A Culture of Integrity – Our Anchor in a Global Crisis

Great efforts are built on legends. America, I was told when I was a child, has its founding fathers. And many great companies are born in a garage. These stories take us back to a time when things were meant to be simpler, bonds stronger, and emotions clearer.

But the company I run, Fresenius Medical Care, is way beyond that. Today, we have approximately 123,000 employees, operate more than 4,000 dialysis centers in more than 65 countries with increasingly complex laws and regulations, and serve more than 345,000 patients. So how can we we pretend that we are one unit? How can we make a consistent promise to everyone who comes in contact with us? Our teams are remarkably diverse: some are elite academic doctors while others started working as teenagers; they come from different places; vote for different parties, like different books, pray to different gods and support different sports clubs. What unites us?

This is a difficult question to answer. You could start by saying: We respect the law. But the laws are different from country to country. Respecting them is non-negotiable, but it’s far from enough – “it’s not illegal” seems like a low bar to cross. We yearn for something much higher and more elusive: trust. We want our patients and business partners to trust us to do the right thing.

This is where Culture comes in. “But Rice,” you might object, “didn’t you tell us how different everyone in your company was? How can you even talk about one culture with such a diverse group behind you?
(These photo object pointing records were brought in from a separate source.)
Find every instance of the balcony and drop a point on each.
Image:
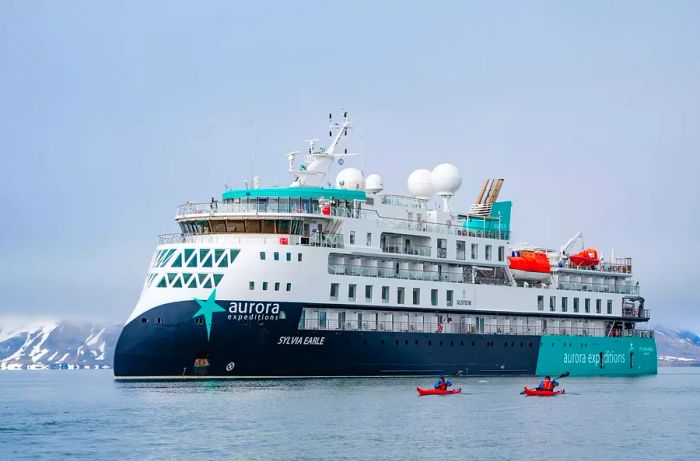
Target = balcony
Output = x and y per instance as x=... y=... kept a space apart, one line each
x=599 y=288
x=400 y=248
x=636 y=313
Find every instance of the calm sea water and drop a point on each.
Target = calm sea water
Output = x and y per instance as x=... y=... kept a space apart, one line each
x=85 y=414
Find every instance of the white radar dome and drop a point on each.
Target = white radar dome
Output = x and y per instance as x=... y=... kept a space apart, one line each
x=349 y=178
x=374 y=183
x=420 y=185
x=445 y=179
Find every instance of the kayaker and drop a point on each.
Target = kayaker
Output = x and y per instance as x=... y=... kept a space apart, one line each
x=442 y=384
x=547 y=384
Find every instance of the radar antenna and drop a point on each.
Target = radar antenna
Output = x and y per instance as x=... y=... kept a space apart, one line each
x=318 y=161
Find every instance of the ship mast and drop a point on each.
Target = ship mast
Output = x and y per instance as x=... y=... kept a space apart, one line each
x=317 y=162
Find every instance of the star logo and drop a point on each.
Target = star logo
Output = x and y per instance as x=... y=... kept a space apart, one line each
x=207 y=308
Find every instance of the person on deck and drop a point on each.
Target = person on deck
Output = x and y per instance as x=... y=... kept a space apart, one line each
x=442 y=384
x=547 y=384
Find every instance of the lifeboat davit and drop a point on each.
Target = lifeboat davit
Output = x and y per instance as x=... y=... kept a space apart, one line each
x=529 y=265
x=586 y=258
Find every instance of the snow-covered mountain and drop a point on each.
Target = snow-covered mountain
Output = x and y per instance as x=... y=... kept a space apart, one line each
x=57 y=344
x=677 y=347
x=64 y=344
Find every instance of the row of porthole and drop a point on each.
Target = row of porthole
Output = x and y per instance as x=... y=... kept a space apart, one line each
x=452 y=343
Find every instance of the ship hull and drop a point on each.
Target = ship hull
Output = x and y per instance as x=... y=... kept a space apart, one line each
x=171 y=344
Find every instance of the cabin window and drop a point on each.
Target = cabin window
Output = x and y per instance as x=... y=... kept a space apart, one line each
x=461 y=250
x=442 y=248
x=385 y=294
x=400 y=295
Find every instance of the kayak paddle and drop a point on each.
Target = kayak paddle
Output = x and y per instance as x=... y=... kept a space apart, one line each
x=563 y=375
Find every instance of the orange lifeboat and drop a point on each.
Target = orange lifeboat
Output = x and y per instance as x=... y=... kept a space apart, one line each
x=586 y=258
x=529 y=265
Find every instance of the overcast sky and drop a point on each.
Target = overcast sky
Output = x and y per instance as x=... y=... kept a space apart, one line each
x=113 y=114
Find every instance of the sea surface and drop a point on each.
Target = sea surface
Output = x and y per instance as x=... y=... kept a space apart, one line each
x=84 y=414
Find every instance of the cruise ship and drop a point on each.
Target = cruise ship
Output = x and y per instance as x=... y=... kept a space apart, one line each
x=336 y=277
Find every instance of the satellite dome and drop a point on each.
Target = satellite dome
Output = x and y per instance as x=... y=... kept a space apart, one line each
x=445 y=179
x=374 y=183
x=349 y=178
x=420 y=185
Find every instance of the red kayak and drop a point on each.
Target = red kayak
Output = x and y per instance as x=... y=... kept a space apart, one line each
x=422 y=391
x=542 y=392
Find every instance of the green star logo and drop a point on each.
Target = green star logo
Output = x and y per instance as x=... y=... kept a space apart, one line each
x=207 y=308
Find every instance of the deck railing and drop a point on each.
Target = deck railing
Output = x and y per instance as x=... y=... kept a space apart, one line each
x=461 y=328
x=599 y=287
x=319 y=240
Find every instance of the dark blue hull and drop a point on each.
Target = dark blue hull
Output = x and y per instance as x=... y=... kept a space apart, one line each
x=170 y=343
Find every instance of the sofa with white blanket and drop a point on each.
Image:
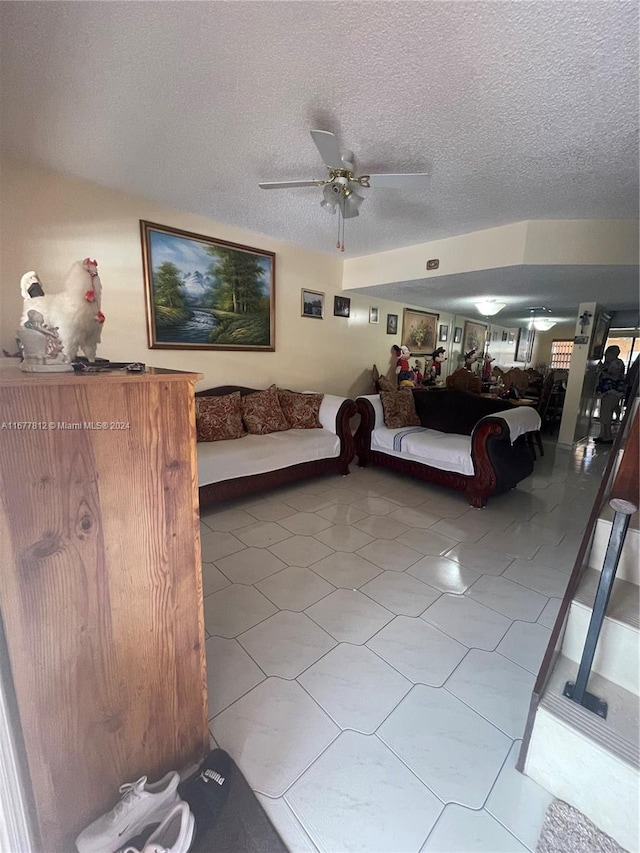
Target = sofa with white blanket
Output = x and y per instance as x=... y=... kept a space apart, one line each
x=235 y=467
x=479 y=448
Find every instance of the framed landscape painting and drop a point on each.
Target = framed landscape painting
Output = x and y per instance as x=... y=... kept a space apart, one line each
x=312 y=304
x=474 y=337
x=525 y=342
x=419 y=331
x=203 y=293
x=341 y=306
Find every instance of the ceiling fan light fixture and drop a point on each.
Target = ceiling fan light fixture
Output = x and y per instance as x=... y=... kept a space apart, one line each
x=541 y=324
x=351 y=204
x=489 y=307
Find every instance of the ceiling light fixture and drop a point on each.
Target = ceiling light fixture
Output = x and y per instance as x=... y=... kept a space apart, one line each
x=489 y=307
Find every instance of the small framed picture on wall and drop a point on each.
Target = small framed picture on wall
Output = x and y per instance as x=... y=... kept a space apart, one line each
x=341 y=306
x=312 y=304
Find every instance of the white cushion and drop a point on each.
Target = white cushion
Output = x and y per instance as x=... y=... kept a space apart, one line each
x=446 y=451
x=257 y=454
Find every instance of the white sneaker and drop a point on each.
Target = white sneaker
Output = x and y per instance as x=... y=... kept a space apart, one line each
x=175 y=833
x=141 y=804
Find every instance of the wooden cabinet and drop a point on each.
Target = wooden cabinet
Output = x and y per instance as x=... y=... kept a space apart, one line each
x=100 y=584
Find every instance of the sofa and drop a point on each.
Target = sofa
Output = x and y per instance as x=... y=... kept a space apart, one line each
x=243 y=462
x=454 y=438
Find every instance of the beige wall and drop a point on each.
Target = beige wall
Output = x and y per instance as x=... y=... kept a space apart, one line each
x=49 y=221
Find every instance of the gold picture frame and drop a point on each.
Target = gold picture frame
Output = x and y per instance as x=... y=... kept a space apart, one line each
x=419 y=331
x=204 y=293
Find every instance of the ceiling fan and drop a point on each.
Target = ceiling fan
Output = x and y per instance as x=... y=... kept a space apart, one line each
x=341 y=183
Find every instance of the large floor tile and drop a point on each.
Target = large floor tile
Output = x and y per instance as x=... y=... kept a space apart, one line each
x=464 y=529
x=294 y=588
x=359 y=797
x=227 y=519
x=306 y=523
x=496 y=688
x=443 y=502
x=400 y=593
x=550 y=613
x=419 y=518
x=250 y=565
x=462 y=830
x=306 y=502
x=343 y=537
x=428 y=541
x=349 y=616
x=287 y=825
x=235 y=609
x=345 y=569
x=522 y=539
x=480 y=558
x=270 y=510
x=509 y=598
x=419 y=651
x=374 y=506
x=444 y=574
x=273 y=733
x=382 y=527
x=390 y=554
x=286 y=643
x=300 y=550
x=355 y=687
x=467 y=621
x=518 y=802
x=216 y=545
x=262 y=534
x=230 y=673
x=212 y=579
x=341 y=514
x=525 y=644
x=542 y=579
x=456 y=752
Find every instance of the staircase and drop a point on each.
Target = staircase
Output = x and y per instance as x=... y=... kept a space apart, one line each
x=591 y=762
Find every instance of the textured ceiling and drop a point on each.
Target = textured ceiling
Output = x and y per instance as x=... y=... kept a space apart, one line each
x=522 y=288
x=518 y=110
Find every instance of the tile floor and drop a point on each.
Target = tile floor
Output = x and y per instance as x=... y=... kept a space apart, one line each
x=372 y=646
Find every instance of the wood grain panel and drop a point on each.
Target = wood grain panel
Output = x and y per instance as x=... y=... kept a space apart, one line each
x=102 y=592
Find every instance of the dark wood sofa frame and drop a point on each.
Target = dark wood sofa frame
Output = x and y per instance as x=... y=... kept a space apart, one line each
x=498 y=464
x=212 y=493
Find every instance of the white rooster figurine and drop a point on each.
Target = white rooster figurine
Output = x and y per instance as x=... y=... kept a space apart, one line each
x=75 y=312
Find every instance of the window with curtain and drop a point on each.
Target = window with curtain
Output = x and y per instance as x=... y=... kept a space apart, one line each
x=561 y=352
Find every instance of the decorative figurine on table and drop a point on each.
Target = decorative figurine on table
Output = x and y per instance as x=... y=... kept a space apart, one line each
x=403 y=370
x=469 y=358
x=438 y=357
x=486 y=367
x=72 y=318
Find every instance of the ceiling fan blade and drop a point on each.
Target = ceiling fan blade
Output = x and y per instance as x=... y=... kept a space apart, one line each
x=285 y=185
x=327 y=145
x=415 y=180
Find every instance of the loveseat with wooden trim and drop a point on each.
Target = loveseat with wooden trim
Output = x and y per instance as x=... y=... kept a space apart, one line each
x=489 y=455
x=232 y=468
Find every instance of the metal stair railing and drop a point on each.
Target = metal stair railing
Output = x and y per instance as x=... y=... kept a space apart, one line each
x=624 y=500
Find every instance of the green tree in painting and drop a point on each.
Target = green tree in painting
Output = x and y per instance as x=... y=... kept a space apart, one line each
x=167 y=283
x=237 y=282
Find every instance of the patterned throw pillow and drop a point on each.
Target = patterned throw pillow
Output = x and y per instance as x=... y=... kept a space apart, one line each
x=301 y=410
x=385 y=384
x=262 y=413
x=219 y=418
x=399 y=409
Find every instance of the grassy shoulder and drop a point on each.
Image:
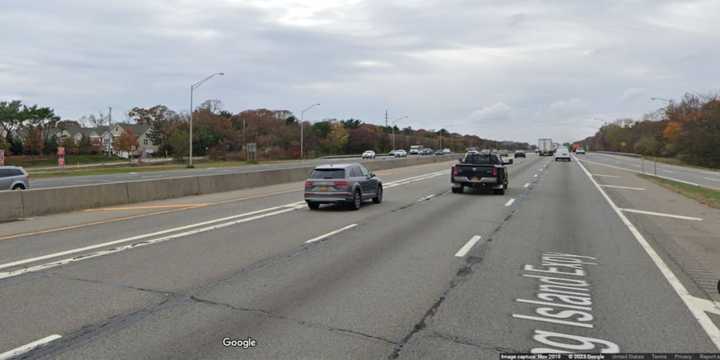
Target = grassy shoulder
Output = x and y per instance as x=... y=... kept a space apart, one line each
x=132 y=168
x=678 y=162
x=703 y=195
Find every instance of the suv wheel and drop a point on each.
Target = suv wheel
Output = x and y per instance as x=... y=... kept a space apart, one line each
x=378 y=198
x=357 y=200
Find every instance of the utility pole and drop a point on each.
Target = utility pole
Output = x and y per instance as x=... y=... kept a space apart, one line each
x=302 y=133
x=109 y=146
x=192 y=90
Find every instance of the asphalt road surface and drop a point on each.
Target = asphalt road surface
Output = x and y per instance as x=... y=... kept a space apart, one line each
x=705 y=178
x=553 y=265
x=130 y=176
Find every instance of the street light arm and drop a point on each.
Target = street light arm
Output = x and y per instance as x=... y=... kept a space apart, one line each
x=197 y=84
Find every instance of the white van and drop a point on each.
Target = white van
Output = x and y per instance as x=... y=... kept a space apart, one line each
x=562 y=153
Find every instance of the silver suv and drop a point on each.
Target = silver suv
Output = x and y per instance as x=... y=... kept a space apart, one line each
x=13 y=178
x=344 y=184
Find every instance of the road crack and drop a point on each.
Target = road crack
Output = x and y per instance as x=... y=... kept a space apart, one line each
x=304 y=323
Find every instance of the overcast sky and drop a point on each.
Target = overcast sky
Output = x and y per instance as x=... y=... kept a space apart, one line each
x=505 y=70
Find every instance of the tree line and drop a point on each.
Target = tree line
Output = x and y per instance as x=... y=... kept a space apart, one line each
x=221 y=134
x=688 y=129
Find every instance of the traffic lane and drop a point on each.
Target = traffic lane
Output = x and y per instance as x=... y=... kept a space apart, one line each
x=132 y=176
x=705 y=178
x=686 y=232
x=212 y=207
x=179 y=263
x=172 y=268
x=632 y=305
x=370 y=284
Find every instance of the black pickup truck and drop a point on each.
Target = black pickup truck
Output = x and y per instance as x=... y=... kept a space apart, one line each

That’s a valid question, which gets us right to the heart of the matter. I’m not talking about who our employees love, pray to or encourage in their private lives.

During their first weeks with us, every Fresenius Medical Care employee is introduced to our Vision, Mission and Values, as well as our Code of Ethics and Business Conduct. The objective is not to reduce their differences or to rationalize them, but to strengthen our bond and our common convictions. The guiding idea is simple: we do what we do because we care for our patients. Nothing that hurts their trust in us can ever be right. Our patients deserve the best: the best possible care, the best possible quality of life and a future worth living. If we are successful, everything else falls into place.